Maintenance Day 587: Celebrate!
Today was Scarlett’s last dose of IV chemo and last lumbar puncture. When she was diagnosed, it seemed like this day would never come. I never wanted to think about it because I was too afraid. Two and a half years seemed like so long.
We began the day delivering cookies. Seven dozen cookies was such a small gift to the people who had done so much. We gave orange and gold ribbon cookies. The valet staff, who were much appreciated on those cold days when nothing could warm her up and have always asked how she was doing. The pharmacy, who I of all people, appreciate so much. We never questioned her doses, never waited long for her meds, and they searched all over the state for Alinia during her last hospital stay (and even sent the extra doses home with us). The 10th floor…I can never say enough about the 10th floor. They have been so accommodating, so caring, so wonderful.
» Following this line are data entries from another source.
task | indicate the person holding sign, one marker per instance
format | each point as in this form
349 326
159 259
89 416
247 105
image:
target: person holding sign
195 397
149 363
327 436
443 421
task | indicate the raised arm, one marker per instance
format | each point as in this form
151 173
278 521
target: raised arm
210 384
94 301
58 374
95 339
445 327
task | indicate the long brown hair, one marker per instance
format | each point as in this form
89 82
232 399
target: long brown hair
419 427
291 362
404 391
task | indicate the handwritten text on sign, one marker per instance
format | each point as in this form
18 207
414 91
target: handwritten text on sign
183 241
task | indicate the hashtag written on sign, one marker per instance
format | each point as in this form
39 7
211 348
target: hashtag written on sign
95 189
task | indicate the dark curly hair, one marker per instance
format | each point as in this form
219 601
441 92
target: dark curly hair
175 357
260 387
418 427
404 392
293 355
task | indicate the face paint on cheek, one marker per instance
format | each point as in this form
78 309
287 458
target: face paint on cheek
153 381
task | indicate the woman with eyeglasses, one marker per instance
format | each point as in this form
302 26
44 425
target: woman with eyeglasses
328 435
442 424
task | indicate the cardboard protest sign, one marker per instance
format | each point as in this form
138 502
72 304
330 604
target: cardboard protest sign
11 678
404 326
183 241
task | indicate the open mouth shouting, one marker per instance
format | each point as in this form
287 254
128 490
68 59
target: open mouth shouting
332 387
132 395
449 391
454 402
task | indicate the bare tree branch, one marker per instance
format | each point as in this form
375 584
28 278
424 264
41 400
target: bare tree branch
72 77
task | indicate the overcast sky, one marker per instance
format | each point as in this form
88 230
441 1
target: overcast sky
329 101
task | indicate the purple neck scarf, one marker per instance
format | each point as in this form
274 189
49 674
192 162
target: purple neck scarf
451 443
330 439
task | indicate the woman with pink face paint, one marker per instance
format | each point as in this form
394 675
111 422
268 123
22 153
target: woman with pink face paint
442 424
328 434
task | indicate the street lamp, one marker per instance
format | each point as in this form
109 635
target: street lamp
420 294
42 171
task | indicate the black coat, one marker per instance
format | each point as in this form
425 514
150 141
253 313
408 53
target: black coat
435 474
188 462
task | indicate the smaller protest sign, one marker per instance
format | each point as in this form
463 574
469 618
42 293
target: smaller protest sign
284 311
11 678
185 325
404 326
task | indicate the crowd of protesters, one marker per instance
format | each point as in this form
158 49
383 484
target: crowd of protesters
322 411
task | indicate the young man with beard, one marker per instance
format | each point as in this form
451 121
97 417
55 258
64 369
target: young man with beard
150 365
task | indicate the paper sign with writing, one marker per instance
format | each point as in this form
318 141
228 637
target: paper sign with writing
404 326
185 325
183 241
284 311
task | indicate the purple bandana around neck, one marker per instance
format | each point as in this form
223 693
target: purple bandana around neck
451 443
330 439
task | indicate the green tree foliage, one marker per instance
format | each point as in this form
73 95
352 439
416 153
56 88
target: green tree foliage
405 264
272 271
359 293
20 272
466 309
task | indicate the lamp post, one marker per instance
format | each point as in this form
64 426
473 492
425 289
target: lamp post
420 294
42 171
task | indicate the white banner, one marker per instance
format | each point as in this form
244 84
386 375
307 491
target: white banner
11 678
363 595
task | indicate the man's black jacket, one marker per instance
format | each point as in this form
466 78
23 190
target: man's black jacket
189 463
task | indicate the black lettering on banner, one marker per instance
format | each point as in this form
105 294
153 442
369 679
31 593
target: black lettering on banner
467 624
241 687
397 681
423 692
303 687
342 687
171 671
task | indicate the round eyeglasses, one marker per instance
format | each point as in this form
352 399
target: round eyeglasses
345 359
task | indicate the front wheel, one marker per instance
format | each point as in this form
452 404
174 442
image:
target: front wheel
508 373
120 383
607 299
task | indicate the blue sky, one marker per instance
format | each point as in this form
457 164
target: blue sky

Some have held us as we cried, brought special little treats (or a tiny little commode), fight each other over who gets to care for us, gave us comforting words, encouragement and silence when we needed it. They have listened to our worries, laughed with us, loved Scarlett, cried with us. They have become true friends. And the clinic staff…oh my gosh. We truly owe them everything. The nurses know everything that Scarlett wants – to open her band-aids, eat right after LP, use the orange wipes for deaccessing, hold Mama’s hand during LP. The Child Life department who has special toys set aside just for Scarlett’s LP, knows just what movie she wants to watch, that she wants an activity every time, and that she likes a lot of glitter. And the doctors. They literally gave her back her life. We have grown especially fond of Dr. B. He has respected us throughout the process – understanding our level of knowledge, deferring decisions to us, allowing Scarlett to be discharged early on multiple occasions, gave us his cell phone number and giving Brock “prescriptions” when we disagree on things (still not getting that falcon, babe).
With help from great friends, we finished our list of backpacks. It has been a really fun project. Some of my favorites have been the little girl that loved My Little Pony and the little boy who liked Legos. But my favorite was the little boy who dreamed of going to the Packer Hall of Fame with his dad. We were able to give him a backpack full of Packers gear and two tickets to the Hall of Fame. I spoke with Amy today and she said that the kids just love them. They get so excited that, not only do they get something special but it is full of things just for them. One family refilled the backpack and brought it to their next appointment to give to someone else. That is exactly what we hoped would happen – to start a chain of love and giving. To finish that list was a great accomplishment but we aren’t done. We will continue to fill them as we can.
Last night we told Scarlett that she would be getting her last butterfly today! She started crying. She didn’t want to get a butterfly at all. During the night, Brock found her on the stairs crying because she was afraid. The trauma of everything the past two plus years is hitting her now. She has also been bragging to her siblings that she isn’t going to feel her flu shot because she is going to get it while she has sleepy medicine. Unfortunately, the day didn’t go exactly as planned.
Her access went pretty much as usual. She cries, more out of fear than pain I think. Then she starts a craft. Today, she had a big sign that said “Today is my last dose of chemo!” Her check up went well. We have another unknown skin issue to deal with. Hopefully that goes away in the next few days. Otherwise, we go to the pediatrician or dermatologist while we have her deductible met. Everything looked pretty good. However, we spent quite awhile discussing the IVIG that she has been getting. We can not know whether her IgG level is in range because she is making it herself or because the IVIG is raising it. Her doctors would possibly like to continue that through the winter. Which means that she will not get her port out yet. We decided to check her IgG level today to see what it was and then make a decision. Since IgG “cancels out” the flu shot, we would decide which of the two she would get. The lab called to tell Dr. H that the machine that measures the IgG had just broken and they would try to fix it. It still wasn’t fixed when we left the hospital so we gave her the flu shot. Unfortunately, by then, her sleepy medicine had worn off. All of that bragging and “nanananana”s backfired on her big time.
We had planned and expected to have Scarlett’s port removed in about two weeks. We had told her that she would get her last butterfly today. We were wrong. We hope that at her next appointment, her IgG will be high enough to discontinue giving that. We hope that we can have her port removed before the end of the year so we can save a little money next year. We hope that her port can be removed as soon as possible so we can finally apply for Scarlett’s Make A Wish. We hope that her port can be removed so we don’t have to worry about fevers and line infections. We hope that we never have to deal with a port again.
But today we celebrate. It is a day we have been looking forward to and praying for. Our little Scarlett is DONE with IV chemo and lumbar punctures!